Por lo civil y lo criminal, le cortó las dos orejas a ese precioso ejemplar de pelo sardo, que puso en apuros al picador Rafael Carbonell al caer delante del animal y hacerle el propio David un quite providencial.

David de Miranda con la taleguilla metida entre los pitones en Huelva.

David de Miranda con la taleguilla metida entre los pitones en Huelva. Salvador López Medina

Justo después firmó un ajustadísimo quite sin mover una zapatilla para arrancar la faena de rodillas entendiendo perfectamente al toro con más genio que bravura, llevándolo siempre tapado y por abajo hasta llegar a someterlo hasta el final porque sabía que tenía que montarse encima.

El arrimón final fue de órdago ante un animal que quiso dejar la pelea cuando se vio podido y casi con las orejas cortadas.
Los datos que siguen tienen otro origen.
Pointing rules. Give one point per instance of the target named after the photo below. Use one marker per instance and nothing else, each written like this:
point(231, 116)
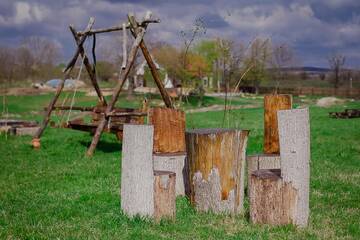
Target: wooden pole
point(216, 169)
point(137, 176)
point(36, 138)
point(294, 134)
point(165, 96)
point(164, 195)
point(116, 92)
point(273, 103)
point(88, 67)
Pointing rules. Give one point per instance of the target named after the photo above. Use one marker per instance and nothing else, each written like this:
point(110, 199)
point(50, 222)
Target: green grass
point(57, 193)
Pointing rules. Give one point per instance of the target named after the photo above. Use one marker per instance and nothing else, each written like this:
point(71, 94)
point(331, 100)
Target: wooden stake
point(88, 67)
point(116, 92)
point(273, 103)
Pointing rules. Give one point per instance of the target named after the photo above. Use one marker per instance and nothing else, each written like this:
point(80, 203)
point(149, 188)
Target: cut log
point(137, 176)
point(164, 194)
point(294, 133)
point(272, 201)
point(216, 169)
point(273, 103)
point(175, 163)
point(261, 161)
point(169, 130)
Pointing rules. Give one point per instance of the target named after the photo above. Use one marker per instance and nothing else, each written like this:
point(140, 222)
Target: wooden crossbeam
point(117, 90)
point(88, 67)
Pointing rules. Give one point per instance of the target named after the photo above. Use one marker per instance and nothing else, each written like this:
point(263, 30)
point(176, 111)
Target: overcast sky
point(314, 28)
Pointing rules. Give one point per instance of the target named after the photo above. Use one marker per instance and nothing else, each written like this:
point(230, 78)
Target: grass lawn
point(57, 193)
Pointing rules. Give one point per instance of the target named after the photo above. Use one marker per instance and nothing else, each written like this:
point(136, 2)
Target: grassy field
point(57, 193)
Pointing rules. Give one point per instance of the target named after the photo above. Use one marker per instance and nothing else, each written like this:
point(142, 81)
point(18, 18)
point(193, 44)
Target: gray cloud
point(313, 28)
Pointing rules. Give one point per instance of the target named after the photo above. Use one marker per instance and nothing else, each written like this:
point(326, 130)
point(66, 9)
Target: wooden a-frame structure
point(137, 30)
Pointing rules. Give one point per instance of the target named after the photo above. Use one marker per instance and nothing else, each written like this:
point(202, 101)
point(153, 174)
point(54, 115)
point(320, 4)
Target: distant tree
point(282, 56)
point(336, 63)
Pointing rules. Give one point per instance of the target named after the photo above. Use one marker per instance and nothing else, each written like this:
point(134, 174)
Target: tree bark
point(216, 169)
point(137, 176)
point(164, 195)
point(169, 130)
point(272, 201)
point(294, 133)
point(173, 162)
point(261, 161)
point(273, 103)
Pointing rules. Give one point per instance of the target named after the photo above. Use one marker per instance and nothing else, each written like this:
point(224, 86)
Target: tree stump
point(137, 176)
point(216, 168)
point(294, 133)
point(261, 161)
point(169, 130)
point(173, 162)
point(164, 194)
point(273, 103)
point(272, 201)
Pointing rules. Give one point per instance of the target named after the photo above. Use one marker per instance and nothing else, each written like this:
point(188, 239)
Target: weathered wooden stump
point(294, 133)
point(216, 169)
point(173, 162)
point(261, 161)
point(164, 194)
point(169, 130)
point(282, 197)
point(273, 103)
point(271, 200)
point(137, 176)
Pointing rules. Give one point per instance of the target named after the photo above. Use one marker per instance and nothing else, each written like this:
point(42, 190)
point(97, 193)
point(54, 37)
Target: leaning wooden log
point(155, 74)
point(88, 67)
point(164, 195)
point(294, 134)
point(272, 201)
point(273, 103)
point(261, 161)
point(216, 169)
point(116, 92)
point(173, 162)
point(169, 130)
point(57, 94)
point(137, 177)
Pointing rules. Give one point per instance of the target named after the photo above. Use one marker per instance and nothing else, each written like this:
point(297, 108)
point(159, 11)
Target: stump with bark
point(169, 130)
point(216, 168)
point(164, 194)
point(137, 176)
point(261, 161)
point(272, 201)
point(273, 103)
point(173, 162)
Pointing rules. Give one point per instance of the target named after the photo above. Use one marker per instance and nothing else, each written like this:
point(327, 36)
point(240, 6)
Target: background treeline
point(216, 64)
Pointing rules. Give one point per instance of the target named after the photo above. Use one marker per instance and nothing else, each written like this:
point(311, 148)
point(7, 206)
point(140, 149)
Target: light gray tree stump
point(294, 134)
point(164, 194)
point(137, 176)
point(261, 161)
point(172, 162)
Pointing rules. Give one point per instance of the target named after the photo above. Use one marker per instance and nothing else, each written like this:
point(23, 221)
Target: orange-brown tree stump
point(164, 194)
point(216, 169)
point(169, 130)
point(272, 201)
point(272, 104)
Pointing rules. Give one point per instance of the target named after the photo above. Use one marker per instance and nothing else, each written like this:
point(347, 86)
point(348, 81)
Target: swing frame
point(106, 110)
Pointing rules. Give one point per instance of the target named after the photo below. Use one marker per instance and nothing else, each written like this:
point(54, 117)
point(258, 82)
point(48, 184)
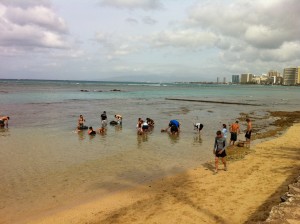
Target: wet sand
point(243, 194)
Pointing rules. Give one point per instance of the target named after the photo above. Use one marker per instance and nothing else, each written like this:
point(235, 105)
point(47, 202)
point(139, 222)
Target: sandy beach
point(243, 194)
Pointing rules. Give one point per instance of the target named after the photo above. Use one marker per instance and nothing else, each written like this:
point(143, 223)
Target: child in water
point(91, 131)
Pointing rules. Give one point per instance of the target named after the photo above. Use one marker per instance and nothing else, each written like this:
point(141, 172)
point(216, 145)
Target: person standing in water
point(234, 131)
point(220, 150)
point(4, 121)
point(248, 131)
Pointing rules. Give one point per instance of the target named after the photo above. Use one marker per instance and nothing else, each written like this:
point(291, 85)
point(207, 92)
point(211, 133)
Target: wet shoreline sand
point(244, 194)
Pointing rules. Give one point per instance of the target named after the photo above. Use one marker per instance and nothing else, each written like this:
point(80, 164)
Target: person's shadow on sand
point(209, 166)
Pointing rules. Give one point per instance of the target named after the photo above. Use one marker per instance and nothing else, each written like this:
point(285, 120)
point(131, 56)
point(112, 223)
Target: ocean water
point(45, 165)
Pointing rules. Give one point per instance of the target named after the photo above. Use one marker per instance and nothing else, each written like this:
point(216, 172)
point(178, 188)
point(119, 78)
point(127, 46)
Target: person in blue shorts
point(174, 127)
point(220, 150)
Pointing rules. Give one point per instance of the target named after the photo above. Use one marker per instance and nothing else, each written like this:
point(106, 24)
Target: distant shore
point(244, 194)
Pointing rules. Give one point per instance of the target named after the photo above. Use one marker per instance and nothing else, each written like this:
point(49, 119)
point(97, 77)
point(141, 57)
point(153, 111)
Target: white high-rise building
point(291, 76)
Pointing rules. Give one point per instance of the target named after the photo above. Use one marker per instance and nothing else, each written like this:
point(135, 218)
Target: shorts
point(104, 123)
point(248, 135)
point(223, 154)
point(233, 136)
point(174, 128)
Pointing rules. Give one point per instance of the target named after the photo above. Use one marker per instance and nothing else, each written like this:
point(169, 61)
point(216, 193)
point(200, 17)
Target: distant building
point(235, 79)
point(291, 76)
point(246, 78)
point(273, 73)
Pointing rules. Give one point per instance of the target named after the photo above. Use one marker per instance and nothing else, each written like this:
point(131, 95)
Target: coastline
point(244, 194)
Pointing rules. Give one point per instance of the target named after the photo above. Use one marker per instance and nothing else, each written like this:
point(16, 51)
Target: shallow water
point(46, 165)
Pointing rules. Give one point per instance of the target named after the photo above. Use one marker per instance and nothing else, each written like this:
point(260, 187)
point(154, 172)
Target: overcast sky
point(147, 40)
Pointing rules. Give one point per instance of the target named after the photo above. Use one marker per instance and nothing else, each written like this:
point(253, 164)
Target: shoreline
point(244, 194)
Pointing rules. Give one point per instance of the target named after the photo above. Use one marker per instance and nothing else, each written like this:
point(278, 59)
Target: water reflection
point(197, 139)
point(174, 138)
point(142, 138)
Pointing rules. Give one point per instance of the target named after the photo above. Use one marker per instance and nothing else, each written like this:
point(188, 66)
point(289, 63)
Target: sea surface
point(45, 165)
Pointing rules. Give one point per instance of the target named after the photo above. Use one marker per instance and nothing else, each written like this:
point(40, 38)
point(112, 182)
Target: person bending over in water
point(119, 119)
point(4, 121)
point(174, 127)
point(150, 122)
point(145, 126)
point(198, 127)
point(91, 131)
point(81, 121)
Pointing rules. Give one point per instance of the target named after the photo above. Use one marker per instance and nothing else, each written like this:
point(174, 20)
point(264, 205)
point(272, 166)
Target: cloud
point(266, 25)
point(133, 4)
point(250, 31)
point(132, 21)
point(31, 26)
point(148, 20)
point(188, 39)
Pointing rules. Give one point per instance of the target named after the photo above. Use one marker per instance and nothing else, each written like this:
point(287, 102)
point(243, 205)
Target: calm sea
point(45, 165)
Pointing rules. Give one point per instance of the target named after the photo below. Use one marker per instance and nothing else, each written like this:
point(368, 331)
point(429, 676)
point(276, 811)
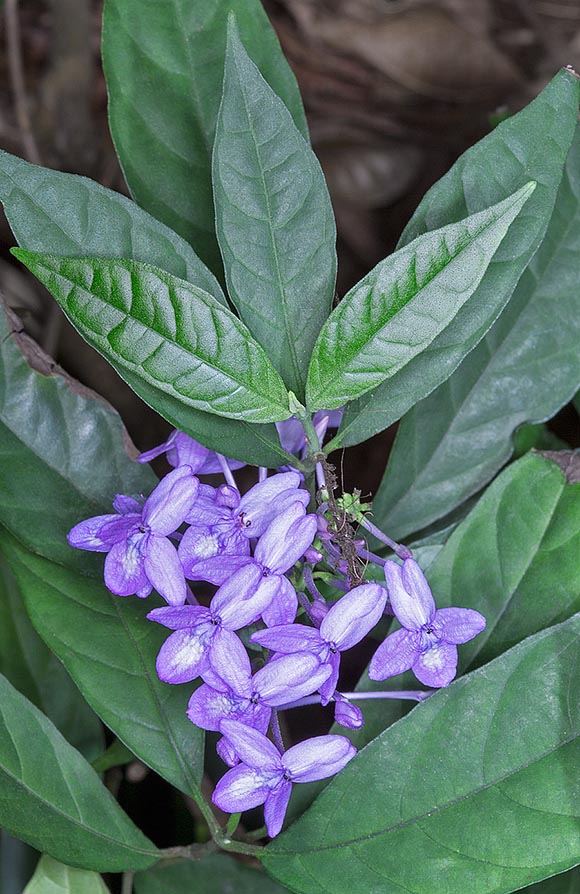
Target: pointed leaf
point(398, 310)
point(171, 334)
point(525, 369)
point(53, 799)
point(274, 219)
point(32, 669)
point(532, 144)
point(52, 877)
point(62, 459)
point(453, 786)
point(164, 67)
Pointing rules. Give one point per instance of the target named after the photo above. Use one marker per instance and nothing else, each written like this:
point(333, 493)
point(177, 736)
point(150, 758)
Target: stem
point(403, 552)
point(227, 472)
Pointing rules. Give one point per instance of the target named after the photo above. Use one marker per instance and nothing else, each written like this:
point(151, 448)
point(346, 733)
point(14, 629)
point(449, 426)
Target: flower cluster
point(261, 552)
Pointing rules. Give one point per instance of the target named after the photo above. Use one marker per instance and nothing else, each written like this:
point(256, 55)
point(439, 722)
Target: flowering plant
point(222, 605)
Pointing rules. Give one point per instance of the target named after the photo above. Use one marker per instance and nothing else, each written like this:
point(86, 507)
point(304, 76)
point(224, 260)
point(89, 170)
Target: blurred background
point(394, 90)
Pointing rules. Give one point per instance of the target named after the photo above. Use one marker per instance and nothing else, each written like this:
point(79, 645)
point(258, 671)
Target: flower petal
point(125, 566)
point(394, 656)
point(436, 666)
point(251, 746)
point(459, 625)
point(318, 758)
point(289, 678)
point(352, 617)
point(167, 506)
point(240, 789)
point(289, 638)
point(183, 656)
point(275, 807)
point(409, 593)
point(163, 568)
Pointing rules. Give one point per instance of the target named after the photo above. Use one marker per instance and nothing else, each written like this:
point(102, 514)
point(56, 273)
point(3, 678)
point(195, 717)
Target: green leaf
point(52, 877)
point(400, 308)
point(457, 795)
point(525, 369)
point(54, 800)
point(530, 145)
point(62, 459)
point(216, 874)
point(168, 332)
point(32, 669)
point(63, 214)
point(164, 66)
point(274, 220)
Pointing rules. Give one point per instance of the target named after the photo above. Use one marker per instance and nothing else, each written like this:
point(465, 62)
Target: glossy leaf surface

Con el sexto no bajó el pistón. Con una seguridad arrolladora y con la cabeza muy fría, el quite por tafalleras fue de infarto y el inicio de faena, tras brindar a Vicente Amigo, pura emoción, enganchándolo desde el hocico y llevándolo largo hasta detrás de la cadera, pero ya el animal no quiso entregarse más.

David sí, echando toda la carne en el asador para terminar metido entre los pitones con la plaza en pie tras recibir una voltereta cuando el toro le pisó la muleta y sin mirarse volvió a la cara del animal.

Y en cuestión de bragueta, Roca Rey no se quedó atrás. Recibió a su primero con un buen recibo con la capa y supo tapar la falta de continuidad del animal con su técnica y con toques autoritarios. Lo que más llegó al tendido, sin duda, fue ese arrimón final marca de la casa.

Al quinto, con más calidad y nobleza, su banderillero 'Viruta' levantó al tendido con dos magníficos pares de banderillas. También le pegó muy buenos capotazos al anterior.

Roca Rey se pega un arrimón en Huelva.

Roca Rey se pega un arrimón en Huelva. Salvador López Medina

Y ya el peruano volvió a imponer su ley, primero por estatuarios y después bajándole la mano en tandas muy largas y profundas hasta que la faena rompió al natural y acabar de nuevo metido entre los pitones con pases cambiados circulares por la espalda con un valor sin alharacas.

Sonó un aviso, pero la estocada hasta la gamuza precedió el doble trofeo, incluso con petición de rabo, en otra tarde difícil de olvidar porque fue de las que hacen afición.